第13章 【合同夢】冬の夫婦の一日
「エルヴィン、起きて、おーい」
リビングを温め、布団の塊と化した夫・エルヴィンを起こす。
私達夫婦は結婚して三年目。
周りの友人夫婦曰く、私達は“ 熟年夫婦”のようだと言われている。
その理由は彼の年齢が30代後半、自分の年齢が20代という差があるからなのか、私も彼に合わせて自然と大人ぶっている所があるのかもしれない。本当はもっと甘えたい、けど……嫌がるよね、絶対。
私の脳内では「やめろ、子どもじみた事は」と不快な顔をする彼の顔が浮かんだ。
もちろん、そんな人じゃあないが、なんだか嫌がられそうな気がした。だから甘えないことにしている。
結婚する前はそれなりに素直に甘えることも出来たけれど、夫婦になった今、私自身の評価がエルヴィンの評価に繋がる関係となったことも大きな理由だ。
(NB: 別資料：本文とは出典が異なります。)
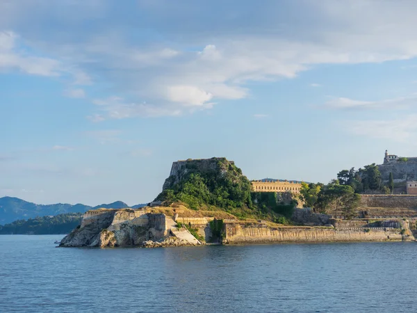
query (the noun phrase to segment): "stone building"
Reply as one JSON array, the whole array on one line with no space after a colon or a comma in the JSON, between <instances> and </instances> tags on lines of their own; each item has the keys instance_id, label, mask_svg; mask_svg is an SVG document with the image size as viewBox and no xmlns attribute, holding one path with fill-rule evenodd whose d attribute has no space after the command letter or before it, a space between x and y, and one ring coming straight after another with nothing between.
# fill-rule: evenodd
<instances>
[{"instance_id":1,"label":"stone building","mask_svg":"<svg viewBox=\"0 0 417 313\"><path fill-rule=\"evenodd\" d=\"M384 158L384 164L396 161L398 159L398 156L395 154L389 154L388 150L385 150L385 157Z\"/></svg>"},{"instance_id":2,"label":"stone building","mask_svg":"<svg viewBox=\"0 0 417 313\"><path fill-rule=\"evenodd\" d=\"M407 182L407 195L417 195L417 181L411 180Z\"/></svg>"},{"instance_id":3,"label":"stone building","mask_svg":"<svg viewBox=\"0 0 417 313\"><path fill-rule=\"evenodd\" d=\"M252 190L263 193L300 193L301 182L295 180L261 179L252 182Z\"/></svg>"},{"instance_id":4,"label":"stone building","mask_svg":"<svg viewBox=\"0 0 417 313\"><path fill-rule=\"evenodd\" d=\"M395 183L417 180L417 158L401 157L395 154L389 154L385 151L384 163L378 166L384 182L387 182L390 173L393 173ZM405 190L404 191L405 191Z\"/></svg>"}]
</instances>

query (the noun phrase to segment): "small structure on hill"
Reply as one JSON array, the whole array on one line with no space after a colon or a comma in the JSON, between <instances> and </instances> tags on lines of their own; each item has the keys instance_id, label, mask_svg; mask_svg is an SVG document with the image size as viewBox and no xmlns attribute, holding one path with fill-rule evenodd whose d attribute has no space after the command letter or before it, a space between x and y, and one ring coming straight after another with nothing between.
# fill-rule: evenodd
<instances>
[{"instance_id":1,"label":"small structure on hill","mask_svg":"<svg viewBox=\"0 0 417 313\"><path fill-rule=\"evenodd\" d=\"M385 150L385 157L384 158L384 164L396 161L398 159L398 156L395 154L389 154L388 150Z\"/></svg>"},{"instance_id":2,"label":"small structure on hill","mask_svg":"<svg viewBox=\"0 0 417 313\"><path fill-rule=\"evenodd\" d=\"M417 181L411 180L407 182L407 194L417 195Z\"/></svg>"}]
</instances>

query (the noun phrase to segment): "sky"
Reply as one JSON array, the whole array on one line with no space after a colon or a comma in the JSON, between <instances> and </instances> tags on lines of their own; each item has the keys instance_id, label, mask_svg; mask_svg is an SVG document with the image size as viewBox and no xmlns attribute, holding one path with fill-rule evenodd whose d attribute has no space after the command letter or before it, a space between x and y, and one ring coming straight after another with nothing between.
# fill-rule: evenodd
<instances>
[{"instance_id":1,"label":"sky","mask_svg":"<svg viewBox=\"0 0 417 313\"><path fill-rule=\"evenodd\" d=\"M328 182L417 156L417 1L0 0L0 197L152 200L172 163Z\"/></svg>"}]
</instances>

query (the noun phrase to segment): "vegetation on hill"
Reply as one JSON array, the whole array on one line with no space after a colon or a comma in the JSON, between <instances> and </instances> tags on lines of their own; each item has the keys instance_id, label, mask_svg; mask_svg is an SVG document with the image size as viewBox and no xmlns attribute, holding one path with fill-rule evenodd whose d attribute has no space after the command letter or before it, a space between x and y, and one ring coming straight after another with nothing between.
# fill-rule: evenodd
<instances>
[{"instance_id":1,"label":"vegetation on hill","mask_svg":"<svg viewBox=\"0 0 417 313\"><path fill-rule=\"evenodd\" d=\"M303 184L300 191L305 207L316 212L330 214L349 219L357 215L360 195L349 185L334 179L327 185Z\"/></svg>"},{"instance_id":2,"label":"vegetation on hill","mask_svg":"<svg viewBox=\"0 0 417 313\"><path fill-rule=\"evenodd\" d=\"M270 220L281 216L277 212L285 211L289 216L294 207L280 207L276 198L270 200L261 194L268 193L252 193L251 182L225 158L186 162L181 173L167 179L156 200L167 204L182 202L194 210L224 210L240 218Z\"/></svg>"},{"instance_id":3,"label":"vegetation on hill","mask_svg":"<svg viewBox=\"0 0 417 313\"><path fill-rule=\"evenodd\" d=\"M67 213L55 216L42 216L19 220L0 225L0 234L63 234L80 225L81 213Z\"/></svg>"}]
</instances>

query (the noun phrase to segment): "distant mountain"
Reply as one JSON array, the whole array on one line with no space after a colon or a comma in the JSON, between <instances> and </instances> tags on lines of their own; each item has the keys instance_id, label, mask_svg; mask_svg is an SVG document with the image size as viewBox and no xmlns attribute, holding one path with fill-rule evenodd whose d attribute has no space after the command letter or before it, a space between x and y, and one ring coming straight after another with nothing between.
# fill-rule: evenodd
<instances>
[{"instance_id":1,"label":"distant mountain","mask_svg":"<svg viewBox=\"0 0 417 313\"><path fill-rule=\"evenodd\" d=\"M145 207L146 204L136 204L132 208ZM96 207L81 203L72 205L67 203L57 203L56 204L36 204L13 197L0 198L0 225L12 223L15 220L33 218L37 216L55 216L65 213L84 213L92 209L122 209L129 207L122 201L108 204L103 204Z\"/></svg>"},{"instance_id":2,"label":"distant mountain","mask_svg":"<svg viewBox=\"0 0 417 313\"><path fill-rule=\"evenodd\" d=\"M42 216L19 220L0 225L0 234L68 234L80 225L81 213L65 213L55 216Z\"/></svg>"}]
</instances>

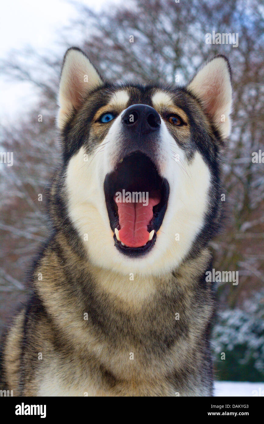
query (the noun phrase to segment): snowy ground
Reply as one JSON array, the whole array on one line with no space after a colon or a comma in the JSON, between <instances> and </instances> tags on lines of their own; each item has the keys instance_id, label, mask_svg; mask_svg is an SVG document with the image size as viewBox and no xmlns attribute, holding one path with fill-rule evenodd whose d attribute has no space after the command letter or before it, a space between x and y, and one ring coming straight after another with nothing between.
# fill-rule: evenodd
<instances>
[{"instance_id":1,"label":"snowy ground","mask_svg":"<svg viewBox=\"0 0 264 424\"><path fill-rule=\"evenodd\" d=\"M214 396L264 396L264 382L216 381Z\"/></svg>"}]
</instances>

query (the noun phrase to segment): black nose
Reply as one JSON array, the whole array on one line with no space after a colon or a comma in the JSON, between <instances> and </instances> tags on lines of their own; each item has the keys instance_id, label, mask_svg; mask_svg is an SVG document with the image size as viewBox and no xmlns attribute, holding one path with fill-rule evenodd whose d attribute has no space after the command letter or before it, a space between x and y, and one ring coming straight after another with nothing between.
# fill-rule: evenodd
<instances>
[{"instance_id":1,"label":"black nose","mask_svg":"<svg viewBox=\"0 0 264 424\"><path fill-rule=\"evenodd\" d=\"M158 130L161 118L157 111L147 105L132 105L121 116L123 124L128 129L146 134Z\"/></svg>"}]
</instances>

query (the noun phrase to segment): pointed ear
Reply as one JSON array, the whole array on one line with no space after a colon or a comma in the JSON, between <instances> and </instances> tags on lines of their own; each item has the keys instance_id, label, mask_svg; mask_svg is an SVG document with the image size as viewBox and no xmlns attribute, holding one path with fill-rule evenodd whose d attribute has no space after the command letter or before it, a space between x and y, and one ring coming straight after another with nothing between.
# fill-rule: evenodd
<instances>
[{"instance_id":1,"label":"pointed ear","mask_svg":"<svg viewBox=\"0 0 264 424\"><path fill-rule=\"evenodd\" d=\"M66 52L62 64L58 92L57 118L62 129L72 112L81 106L89 91L103 85L103 80L84 53L72 47Z\"/></svg>"},{"instance_id":2,"label":"pointed ear","mask_svg":"<svg viewBox=\"0 0 264 424\"><path fill-rule=\"evenodd\" d=\"M227 59L217 56L196 74L188 88L200 100L223 138L230 132L231 70Z\"/></svg>"}]
</instances>

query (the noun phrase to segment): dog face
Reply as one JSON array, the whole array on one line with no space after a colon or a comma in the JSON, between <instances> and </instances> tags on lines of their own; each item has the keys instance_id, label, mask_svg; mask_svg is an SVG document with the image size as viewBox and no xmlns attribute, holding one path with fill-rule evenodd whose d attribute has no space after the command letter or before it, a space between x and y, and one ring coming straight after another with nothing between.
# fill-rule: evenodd
<instances>
[{"instance_id":1,"label":"dog face","mask_svg":"<svg viewBox=\"0 0 264 424\"><path fill-rule=\"evenodd\" d=\"M82 52L67 51L58 120L65 204L94 264L158 275L211 239L231 101L222 56L179 88L104 82Z\"/></svg>"}]
</instances>

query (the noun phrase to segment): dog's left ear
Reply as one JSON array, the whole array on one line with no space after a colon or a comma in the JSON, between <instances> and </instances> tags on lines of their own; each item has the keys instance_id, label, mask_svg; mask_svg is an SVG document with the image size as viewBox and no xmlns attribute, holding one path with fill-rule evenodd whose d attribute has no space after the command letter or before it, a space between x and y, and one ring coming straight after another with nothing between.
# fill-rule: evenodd
<instances>
[{"instance_id":1,"label":"dog's left ear","mask_svg":"<svg viewBox=\"0 0 264 424\"><path fill-rule=\"evenodd\" d=\"M99 74L80 49L72 47L67 50L63 59L58 92L57 123L60 129L82 106L89 92L103 84Z\"/></svg>"},{"instance_id":2,"label":"dog's left ear","mask_svg":"<svg viewBox=\"0 0 264 424\"><path fill-rule=\"evenodd\" d=\"M231 70L227 59L217 56L203 66L188 88L202 102L223 138L230 132L232 104Z\"/></svg>"}]
</instances>

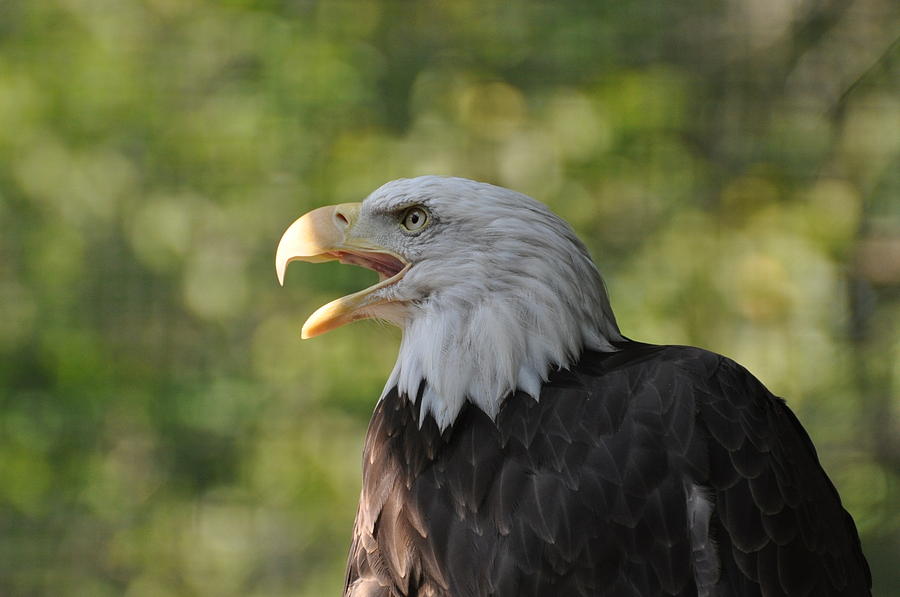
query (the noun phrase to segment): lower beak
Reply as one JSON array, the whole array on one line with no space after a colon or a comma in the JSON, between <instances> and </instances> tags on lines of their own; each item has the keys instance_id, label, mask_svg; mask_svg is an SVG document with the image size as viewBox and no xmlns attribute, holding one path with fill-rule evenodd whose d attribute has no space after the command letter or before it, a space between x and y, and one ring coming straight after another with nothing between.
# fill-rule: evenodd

エルヴィン自身に子どもっぽいと思われたくないのはもちろん、周りからも彼に相応しい妻であると認めて欲しい気持ちもあって、家の外だろうと中であろうと、結婚前のように気の抜けた甘い関係でいられなくなってしまったことは正直寂しい。
だけど仕方ないことなのだ。彼に相応しい妻でいるためには。
「ん…おはよう」
「おはよう。朝ごはん出来てるよ」
「ああ、すぐに行くよ」
布団からもぞりと顔を出したエルヴィン。起き上がることを確認する前に、私は先に寝室を出てリビングへ向かう。
作りたてのお味噌汁を二つのお椀によそい、グリルから焼きたての塩鮭を魚皿に。甘い卵焼きを乗せた小皿と炊きたてご飯のお茶碗を一緒に全部ダイニングテーブルに並べ終わった頃、二階からエルヴィンが降りてきた。
「いい匂いだな…今朝は和食か」
「うん、最近飲み会が続いてたでしょ?和食の方がいいかなって思ったの」
「ああ、助かるよ。ありがとう」
エルヴィンは優しく微笑んでダイニングチェアに座った。私もそれに続いて席に着く。
良かった、喜んでくれて。たくさん食べて欲しいな。